PROCESS/Congenital/developmental (category)
PROCESS/Constitutional/essential disorder (ex)
PROCESS/Hamartoma type neoplasm (ex)
PROCESS/Hamartomatoses/Phakomatoses (ex)
PROCESS/Neoplastic (category)
PROCESS/Phakomatosis/congenital (ex)
PROCESS/Anomalies/Deformities/Malformations (EX)

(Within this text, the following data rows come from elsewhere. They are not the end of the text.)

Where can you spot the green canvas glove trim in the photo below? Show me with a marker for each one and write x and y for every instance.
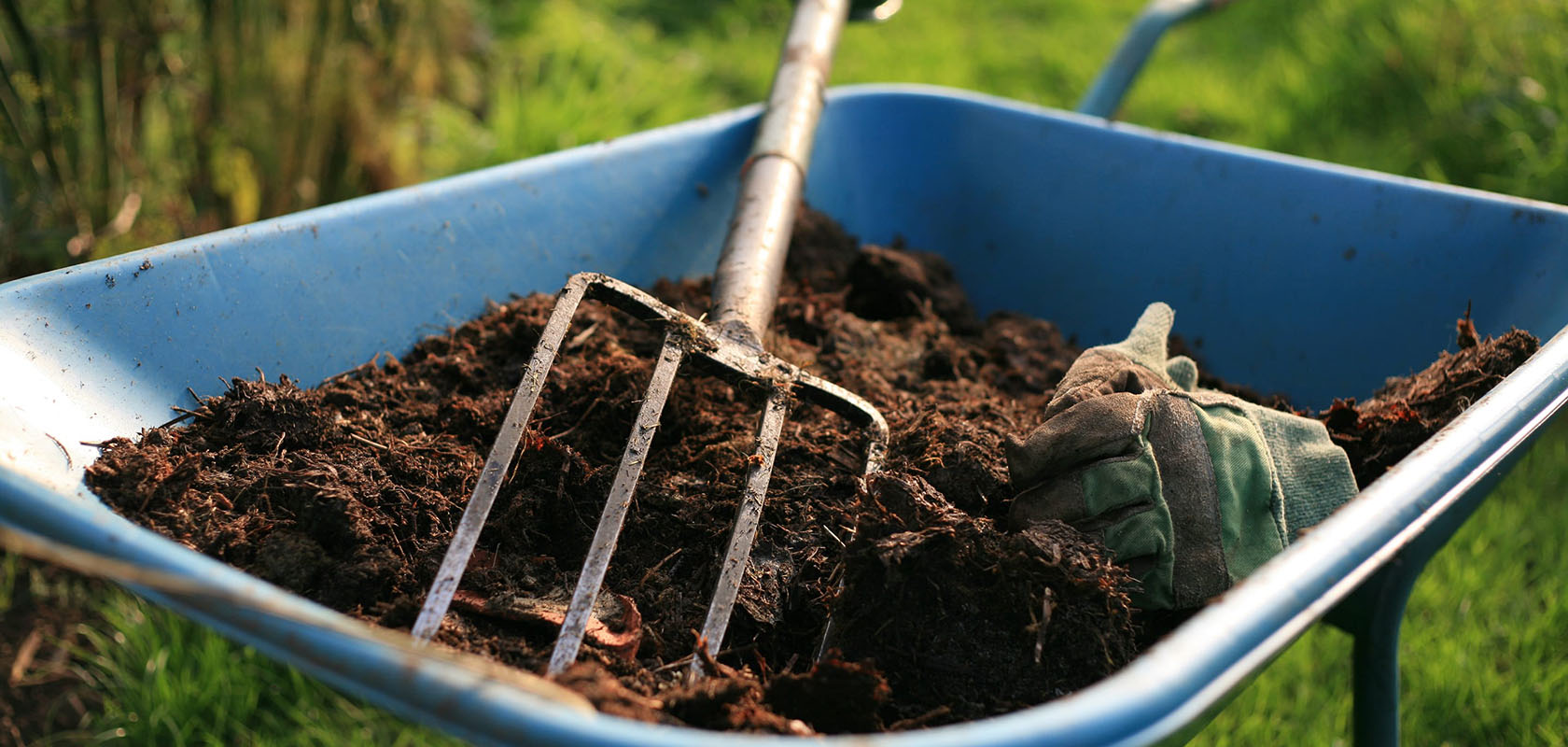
(1314, 474)
(1252, 516)
(1134, 521)
(1192, 488)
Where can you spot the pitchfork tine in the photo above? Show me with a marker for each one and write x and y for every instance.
(613, 516)
(499, 460)
(747, 521)
(745, 290)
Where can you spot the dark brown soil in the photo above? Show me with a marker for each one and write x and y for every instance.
(1408, 410)
(347, 493)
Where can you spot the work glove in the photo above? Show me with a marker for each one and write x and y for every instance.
(1190, 488)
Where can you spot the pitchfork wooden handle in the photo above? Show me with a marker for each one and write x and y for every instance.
(747, 280)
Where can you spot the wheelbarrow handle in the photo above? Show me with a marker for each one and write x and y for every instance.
(1123, 68)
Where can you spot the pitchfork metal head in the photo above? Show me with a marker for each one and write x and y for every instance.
(735, 357)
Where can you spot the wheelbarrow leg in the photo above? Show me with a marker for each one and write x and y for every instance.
(1376, 656)
(1376, 609)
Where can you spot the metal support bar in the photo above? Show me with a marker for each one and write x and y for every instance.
(1123, 68)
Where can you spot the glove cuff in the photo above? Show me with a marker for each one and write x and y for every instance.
(1314, 474)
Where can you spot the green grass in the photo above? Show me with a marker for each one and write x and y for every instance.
(156, 678)
(1464, 92)
(1482, 652)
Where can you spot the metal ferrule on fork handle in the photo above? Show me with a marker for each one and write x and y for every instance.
(751, 264)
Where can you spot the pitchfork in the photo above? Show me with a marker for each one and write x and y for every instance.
(745, 290)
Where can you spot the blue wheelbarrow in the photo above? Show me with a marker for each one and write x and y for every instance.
(1016, 196)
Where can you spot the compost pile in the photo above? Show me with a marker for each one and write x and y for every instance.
(348, 493)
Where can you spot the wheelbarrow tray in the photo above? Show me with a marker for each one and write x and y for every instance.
(1300, 276)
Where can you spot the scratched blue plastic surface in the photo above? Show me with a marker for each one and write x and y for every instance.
(1291, 275)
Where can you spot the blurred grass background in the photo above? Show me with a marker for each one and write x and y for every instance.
(129, 124)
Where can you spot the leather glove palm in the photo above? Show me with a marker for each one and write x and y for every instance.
(1190, 488)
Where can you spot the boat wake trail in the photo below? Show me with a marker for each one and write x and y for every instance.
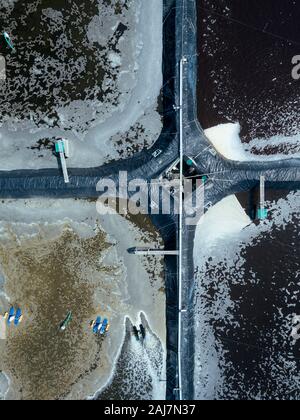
(139, 373)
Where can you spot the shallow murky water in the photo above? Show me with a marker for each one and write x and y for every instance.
(48, 278)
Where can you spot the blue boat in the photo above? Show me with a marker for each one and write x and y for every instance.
(11, 316)
(18, 317)
(104, 326)
(97, 325)
(8, 41)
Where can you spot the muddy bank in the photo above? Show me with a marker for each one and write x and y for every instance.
(60, 263)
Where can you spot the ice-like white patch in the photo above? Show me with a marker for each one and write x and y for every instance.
(124, 98)
(226, 140)
(225, 219)
(219, 268)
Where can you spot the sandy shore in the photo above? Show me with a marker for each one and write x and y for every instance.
(57, 256)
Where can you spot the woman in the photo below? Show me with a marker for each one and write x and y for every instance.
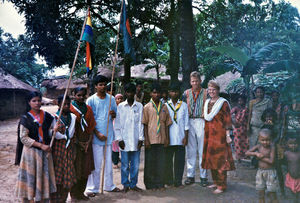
(256, 109)
(217, 154)
(36, 179)
(85, 125)
(240, 115)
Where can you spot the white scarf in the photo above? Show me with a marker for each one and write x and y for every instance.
(215, 109)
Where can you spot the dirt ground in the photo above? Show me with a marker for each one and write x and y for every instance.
(241, 182)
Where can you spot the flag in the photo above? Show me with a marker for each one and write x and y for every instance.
(127, 36)
(88, 37)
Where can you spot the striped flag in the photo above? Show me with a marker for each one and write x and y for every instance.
(88, 37)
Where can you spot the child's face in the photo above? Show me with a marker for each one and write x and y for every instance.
(119, 100)
(80, 96)
(292, 144)
(264, 139)
(174, 94)
(35, 103)
(241, 102)
(155, 95)
(101, 87)
(66, 107)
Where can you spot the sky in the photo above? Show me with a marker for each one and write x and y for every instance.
(14, 23)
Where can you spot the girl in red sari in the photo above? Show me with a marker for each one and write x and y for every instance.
(240, 115)
(217, 154)
(85, 125)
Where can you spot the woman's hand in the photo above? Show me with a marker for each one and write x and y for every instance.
(228, 139)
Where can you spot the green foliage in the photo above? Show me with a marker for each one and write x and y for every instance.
(18, 59)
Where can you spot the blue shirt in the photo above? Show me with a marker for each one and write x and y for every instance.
(100, 110)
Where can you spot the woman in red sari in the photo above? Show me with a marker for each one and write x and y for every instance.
(240, 115)
(217, 154)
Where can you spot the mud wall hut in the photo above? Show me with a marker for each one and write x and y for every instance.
(13, 93)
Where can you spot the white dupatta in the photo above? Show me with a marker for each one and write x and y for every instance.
(215, 109)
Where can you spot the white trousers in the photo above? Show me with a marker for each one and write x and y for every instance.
(93, 184)
(195, 145)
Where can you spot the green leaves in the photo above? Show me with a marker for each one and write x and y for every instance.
(232, 52)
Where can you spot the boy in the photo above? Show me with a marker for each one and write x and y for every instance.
(156, 120)
(292, 155)
(178, 138)
(130, 134)
(195, 99)
(100, 103)
(266, 177)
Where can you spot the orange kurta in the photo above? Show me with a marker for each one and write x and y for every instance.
(216, 152)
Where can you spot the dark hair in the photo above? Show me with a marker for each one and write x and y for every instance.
(78, 89)
(259, 87)
(155, 86)
(108, 87)
(270, 112)
(174, 87)
(100, 78)
(30, 96)
(60, 98)
(243, 97)
(138, 82)
(129, 87)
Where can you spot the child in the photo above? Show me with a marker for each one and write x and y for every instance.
(100, 103)
(156, 120)
(240, 114)
(85, 125)
(63, 152)
(266, 177)
(115, 144)
(292, 155)
(179, 130)
(130, 134)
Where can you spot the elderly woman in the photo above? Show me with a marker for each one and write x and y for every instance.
(217, 154)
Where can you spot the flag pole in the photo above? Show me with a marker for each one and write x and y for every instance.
(70, 77)
(111, 89)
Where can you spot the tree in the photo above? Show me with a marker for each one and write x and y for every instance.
(18, 59)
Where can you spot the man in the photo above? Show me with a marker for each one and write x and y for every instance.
(100, 103)
(175, 152)
(130, 134)
(195, 99)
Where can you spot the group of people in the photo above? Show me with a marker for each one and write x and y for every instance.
(174, 131)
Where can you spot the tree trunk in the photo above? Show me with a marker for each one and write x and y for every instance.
(174, 62)
(187, 34)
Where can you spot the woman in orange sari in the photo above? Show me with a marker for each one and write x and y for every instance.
(217, 154)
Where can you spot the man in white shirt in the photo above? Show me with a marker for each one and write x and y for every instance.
(175, 152)
(129, 131)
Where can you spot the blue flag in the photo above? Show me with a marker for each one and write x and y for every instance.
(125, 29)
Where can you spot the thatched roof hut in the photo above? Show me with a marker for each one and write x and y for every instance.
(13, 94)
(57, 86)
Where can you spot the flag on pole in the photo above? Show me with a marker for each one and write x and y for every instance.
(127, 36)
(88, 37)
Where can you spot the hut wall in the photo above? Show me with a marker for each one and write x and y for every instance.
(12, 103)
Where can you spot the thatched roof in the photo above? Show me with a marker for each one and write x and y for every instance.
(137, 71)
(8, 81)
(60, 83)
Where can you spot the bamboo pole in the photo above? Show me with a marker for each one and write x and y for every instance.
(111, 89)
(70, 78)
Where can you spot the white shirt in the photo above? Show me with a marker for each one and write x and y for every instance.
(71, 129)
(177, 129)
(128, 125)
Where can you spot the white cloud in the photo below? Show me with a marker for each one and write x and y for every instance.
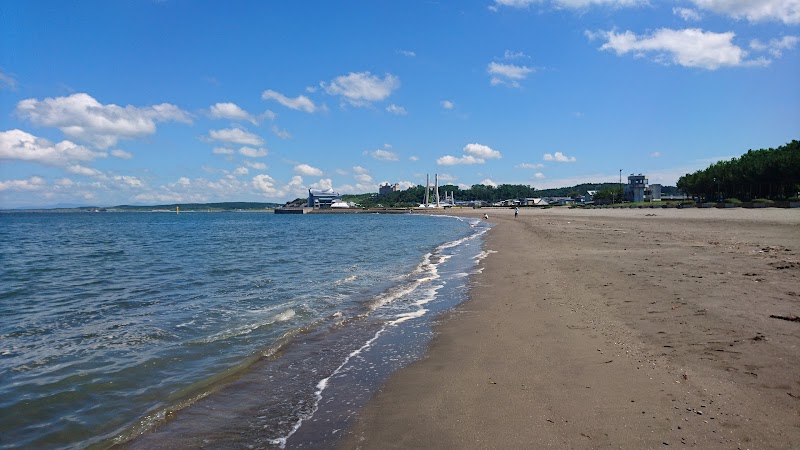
(236, 136)
(31, 184)
(687, 14)
(449, 160)
(529, 166)
(508, 54)
(559, 157)
(121, 154)
(775, 47)
(78, 169)
(362, 88)
(82, 117)
(253, 152)
(323, 183)
(299, 103)
(22, 146)
(571, 4)
(689, 47)
(305, 169)
(363, 177)
(7, 82)
(786, 11)
(128, 180)
(482, 151)
(266, 184)
(397, 110)
(384, 155)
(256, 165)
(231, 111)
(282, 134)
(507, 74)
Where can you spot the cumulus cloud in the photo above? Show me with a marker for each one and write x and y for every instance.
(121, 154)
(253, 152)
(128, 180)
(687, 14)
(482, 151)
(31, 184)
(78, 169)
(571, 4)
(7, 82)
(507, 74)
(449, 160)
(362, 88)
(235, 136)
(81, 117)
(559, 157)
(256, 165)
(775, 47)
(22, 146)
(266, 184)
(363, 177)
(396, 110)
(384, 155)
(282, 134)
(299, 103)
(231, 111)
(786, 11)
(305, 169)
(689, 47)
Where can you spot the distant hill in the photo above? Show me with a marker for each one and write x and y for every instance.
(184, 207)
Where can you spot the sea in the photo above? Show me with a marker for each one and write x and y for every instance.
(216, 330)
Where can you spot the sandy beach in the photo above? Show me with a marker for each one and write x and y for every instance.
(640, 328)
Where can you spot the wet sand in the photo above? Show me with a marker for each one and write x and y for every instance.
(643, 328)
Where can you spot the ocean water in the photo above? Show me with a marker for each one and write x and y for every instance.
(214, 329)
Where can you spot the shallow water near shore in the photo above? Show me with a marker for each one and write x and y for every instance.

PROCESS/Congenital neoplasm (ex)
Synonyms
Synonym
CD, COWDEN DIS, COWDEN DISEASE, Cowden syndrome, Cowden syndrome (disorder), COWDENS DIS, Cowdens Disease, Cowden's disease, Cowden's syndrome, CS, Disease Cowden, Disease Cowden's, Hamartoma Syndrome Multiple, MHAM, Multiple hamartoma syndrome, Syndrome Multiple Hamartoma, Synonym/Cowden's disease
Definition

A hereditary disease characterized by multiple ectodermal, mesodermal, and endodermal nevoid and neoplastic anomalies. Papules of the face and oral mucosa are the most characteristic lesion. Other changes occur in the skin, in the thyroid, the breast, the gastrointestinal system, and the nervous system.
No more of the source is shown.